Why WhatsApp made its web app use your phone as a server
Ever since WhatsApp announced their web app, I have seen various people complain about having to keep your phone on to send messages. But in all of these posts people seem to be overlooking two key points about the design of WhatsApp which either necessitate this design or at least facilitate WhatsApp in keeping their service lean and fast.
In case you didn’t hear, WhatsApp (supposedly) does end-to-end encryption. That means WhatsApp can’t read what people say in their messages. What this also means, though, is that if someone sends you a message and you have your phone and web app, there is no way to read that message independently of both devices without sharing the decryption key, which is not good security practice. You could have separate keys for your phone and web browser, but then you would then need to make sure to share keys between your phone, your browser, and all of your contacts so they could receive messages from any of your devices.

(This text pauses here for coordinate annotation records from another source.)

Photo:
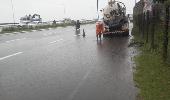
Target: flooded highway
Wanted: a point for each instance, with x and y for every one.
(61, 64)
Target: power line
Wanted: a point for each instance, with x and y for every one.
(13, 12)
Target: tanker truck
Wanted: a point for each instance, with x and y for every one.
(114, 21)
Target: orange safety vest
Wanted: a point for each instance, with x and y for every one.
(99, 28)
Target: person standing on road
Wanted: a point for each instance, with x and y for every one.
(77, 24)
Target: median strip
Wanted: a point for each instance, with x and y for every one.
(10, 55)
(15, 40)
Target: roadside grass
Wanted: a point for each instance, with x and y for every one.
(38, 27)
(152, 75)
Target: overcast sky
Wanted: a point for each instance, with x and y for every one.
(54, 9)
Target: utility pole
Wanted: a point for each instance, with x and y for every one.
(13, 12)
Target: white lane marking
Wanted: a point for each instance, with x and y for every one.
(10, 55)
(7, 33)
(15, 40)
(24, 31)
(47, 34)
(56, 41)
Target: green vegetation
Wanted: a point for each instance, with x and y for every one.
(38, 27)
(152, 75)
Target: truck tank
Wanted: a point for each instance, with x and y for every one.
(115, 21)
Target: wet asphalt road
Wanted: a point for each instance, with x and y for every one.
(58, 64)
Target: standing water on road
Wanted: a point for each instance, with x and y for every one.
(65, 66)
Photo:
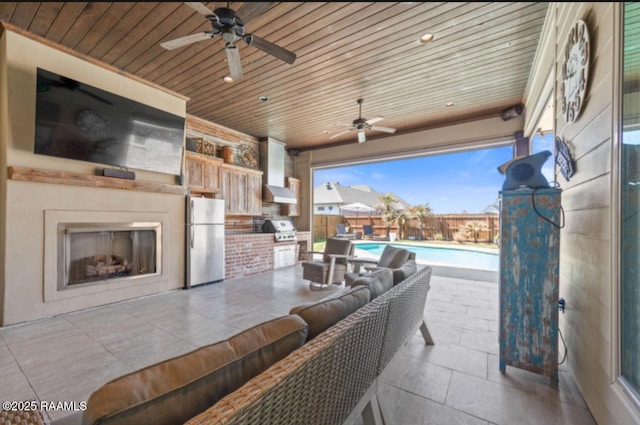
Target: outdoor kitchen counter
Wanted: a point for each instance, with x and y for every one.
(248, 254)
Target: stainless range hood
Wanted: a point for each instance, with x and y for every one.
(272, 160)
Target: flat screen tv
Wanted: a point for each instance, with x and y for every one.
(77, 121)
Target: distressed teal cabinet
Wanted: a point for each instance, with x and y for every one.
(529, 262)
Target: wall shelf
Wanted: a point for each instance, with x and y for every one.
(88, 180)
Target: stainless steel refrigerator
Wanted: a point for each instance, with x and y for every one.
(205, 241)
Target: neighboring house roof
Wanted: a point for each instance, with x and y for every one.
(493, 208)
(335, 193)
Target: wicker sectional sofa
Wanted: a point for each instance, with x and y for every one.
(320, 365)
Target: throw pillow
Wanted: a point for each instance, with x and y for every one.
(175, 390)
(393, 257)
(378, 282)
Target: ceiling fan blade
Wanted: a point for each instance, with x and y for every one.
(374, 120)
(384, 129)
(341, 133)
(361, 137)
(270, 48)
(199, 7)
(233, 60)
(187, 39)
(251, 10)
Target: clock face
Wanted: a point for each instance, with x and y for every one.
(92, 122)
(575, 71)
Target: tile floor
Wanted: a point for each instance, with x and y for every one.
(454, 382)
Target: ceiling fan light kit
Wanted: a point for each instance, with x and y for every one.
(230, 27)
(362, 124)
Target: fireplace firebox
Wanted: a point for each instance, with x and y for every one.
(99, 252)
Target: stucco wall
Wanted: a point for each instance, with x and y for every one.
(587, 265)
(27, 203)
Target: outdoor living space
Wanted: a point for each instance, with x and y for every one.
(66, 358)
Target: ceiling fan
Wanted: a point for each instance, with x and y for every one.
(362, 124)
(228, 24)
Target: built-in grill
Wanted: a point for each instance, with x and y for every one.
(283, 230)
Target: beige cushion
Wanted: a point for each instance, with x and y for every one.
(393, 257)
(175, 390)
(337, 246)
(378, 282)
(325, 313)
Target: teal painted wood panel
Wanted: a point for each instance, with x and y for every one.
(529, 269)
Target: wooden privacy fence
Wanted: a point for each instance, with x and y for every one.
(435, 227)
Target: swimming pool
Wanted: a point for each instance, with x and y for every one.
(447, 256)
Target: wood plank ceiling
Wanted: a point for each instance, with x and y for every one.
(479, 60)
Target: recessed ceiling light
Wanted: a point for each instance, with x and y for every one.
(426, 38)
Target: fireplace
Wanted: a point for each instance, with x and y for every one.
(107, 252)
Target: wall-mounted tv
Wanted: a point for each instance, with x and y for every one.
(77, 121)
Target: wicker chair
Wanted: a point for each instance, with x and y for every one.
(333, 265)
(341, 232)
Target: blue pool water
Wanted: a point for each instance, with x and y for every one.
(442, 255)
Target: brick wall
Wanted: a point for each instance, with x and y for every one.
(252, 253)
(248, 254)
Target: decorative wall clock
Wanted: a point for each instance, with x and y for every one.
(92, 122)
(575, 71)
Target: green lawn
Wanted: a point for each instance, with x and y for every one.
(319, 246)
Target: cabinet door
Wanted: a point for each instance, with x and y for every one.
(226, 189)
(211, 171)
(292, 210)
(194, 169)
(240, 192)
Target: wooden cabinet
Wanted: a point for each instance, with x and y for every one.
(202, 174)
(530, 222)
(292, 210)
(241, 188)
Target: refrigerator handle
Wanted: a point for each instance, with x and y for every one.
(193, 230)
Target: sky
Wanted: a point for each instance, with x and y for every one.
(450, 183)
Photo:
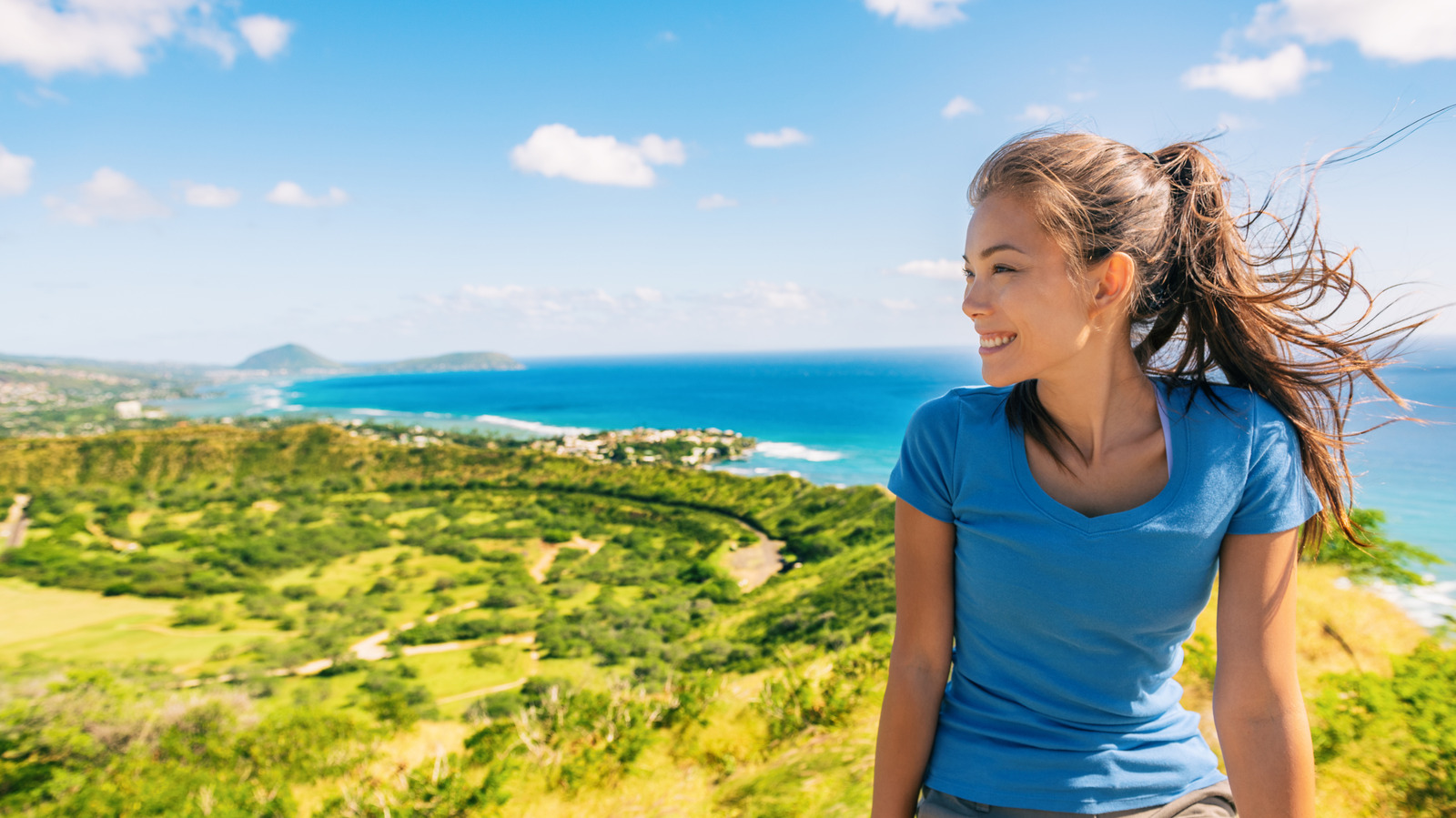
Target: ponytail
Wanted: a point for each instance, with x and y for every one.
(1205, 301)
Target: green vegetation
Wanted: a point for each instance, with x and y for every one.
(369, 628)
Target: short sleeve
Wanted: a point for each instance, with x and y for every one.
(1278, 495)
(924, 476)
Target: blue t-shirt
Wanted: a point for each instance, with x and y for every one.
(1069, 628)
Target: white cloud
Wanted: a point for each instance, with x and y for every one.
(210, 196)
(293, 196)
(1041, 114)
(919, 14)
(1270, 77)
(108, 35)
(15, 174)
(1405, 31)
(958, 106)
(106, 197)
(784, 137)
(558, 150)
(264, 34)
(715, 201)
(932, 268)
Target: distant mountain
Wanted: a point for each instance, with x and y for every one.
(290, 357)
(295, 359)
(451, 363)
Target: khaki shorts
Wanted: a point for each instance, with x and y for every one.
(1208, 803)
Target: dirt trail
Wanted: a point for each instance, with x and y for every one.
(753, 565)
(550, 555)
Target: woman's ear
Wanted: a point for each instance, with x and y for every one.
(1113, 281)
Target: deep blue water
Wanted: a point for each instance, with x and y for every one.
(830, 417)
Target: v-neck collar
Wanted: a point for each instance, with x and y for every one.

But if you treat your phone as your personal WhatsApp server, then your phone can continue to have the master keys for your account and then you only need to manage keys between your phone and your other devices, making it a hub-and-spoke system where you phone is the hub and your other devices are the spokes. This keeps WhatsApp out of the key management business and allows you to easily revoke keys for your other devices without WhatsApp having to store anything for you. So tying everything through your phone keeps everything encrypted and simplifies key sharing between users to just their phones and keeps security simple which is how you want it to be.
Someone pointed out to me that WhatsApp is not in the storage business, and when you stop and look at how the service was structured before the web app came along you will realize that WhatsApp tried to minimize what data it had to store from its inception. For instance, if you get a new phone you actually have to migrate your messages over yourself. Since WhatsApp doesn’t keep messages on their servers, your phone ends up being the keeper of truth when it comes to what messages you sent and received.
But the key thing about WhatsApp not storing messages on their servers is how much it simplifies their service. Consider their last publicly stated user count of 500,000,000. Since WhatsApp doesn’t store messages for you, they really only need to store messages that have yet to be delivered to a user’s phone and your account’s configuration data. So let’s assume every user suddenly sent a bunch of photos that came to a total of 1 MB of pending messages (remember that WhatsApp is only going to show you a small version of a photo and so they can compress them such that they don’t take up much space; 1 MB should go a long way). That’s 1 MB * 500,000,000 = 500 TB of storage. OK, not a puny number for most services.
But let’s look at this from a cloud perspective. Let’s say you wanted an extremely fast service, so you would want to use local SSD which Google Compute Engine offers. As I write this, a local SSD on GCE is 375 GB and you can have up to 4 per instance. At 375 GB that gets means you would need 1,334 SSDs to store 500 TB of data (it would also require at minimum 334 instances and probably enough for the service to run, but I’m not pricing out computation or bandwidth costs to keep this simple). Now according to GCE’s pricing, a local SSD costs USD 81.75/month. That means it would cost you USD 81.75 * 1,334 SSDs = USD 109,054.50/month or USD 1,308,654/year. Now let’s be totally extravagant and say you want the data replicated near the sender, near the receiver, and on one other continent for safekeeping until delivery (when the sender and receiver are on the same continent the data could go to two separate clusters). So we are talking about 3N data replication. That works out to USD 3,925,962/year in local SSD storage costs if you used Google Compute Engine at full retail and always maintained this level of storage constantly. In the current startup climate, USD 4 million/year is pittance (and unnecessary as I bet WhatsApp could get away with 2N data replication if that since this is only for buffering purposes). And for a company like Facebook who have their own clusters? Storing 1.5 PB of data would not be difficult at all, so WhatsApp could go as far as backing up the data on every populated continent if they wanted to for 3 PB or less than USD 8 million/year.
In other words by relying on your phone as the storage mechanism for messages and not having to keep anything on their own servers, WhatsApp can run very cheaply and efficiently (and only cost you USD 1/year as a user). This makes WhatsApp basically nothing more than a fast routing service with some buffering between phones, much like the telcos (which might be what inspired WhatsApp to use Erlang). It’s rather ingenious and probably why the service seems so fast and has such great uptime.
And I bet users don’t care about the potential loss of messages either; when was the last time you scrolled back into the history on your phone to a point that preceded you getting that phone or having catastrophic data loss on the device? Plus you have to consider how many users of WhatsApp are really going to use the web app; I bet a large portion of their users don’t even have their own computers beyond their phones so this web app service probably isn’t critical to WhatsApp’s success.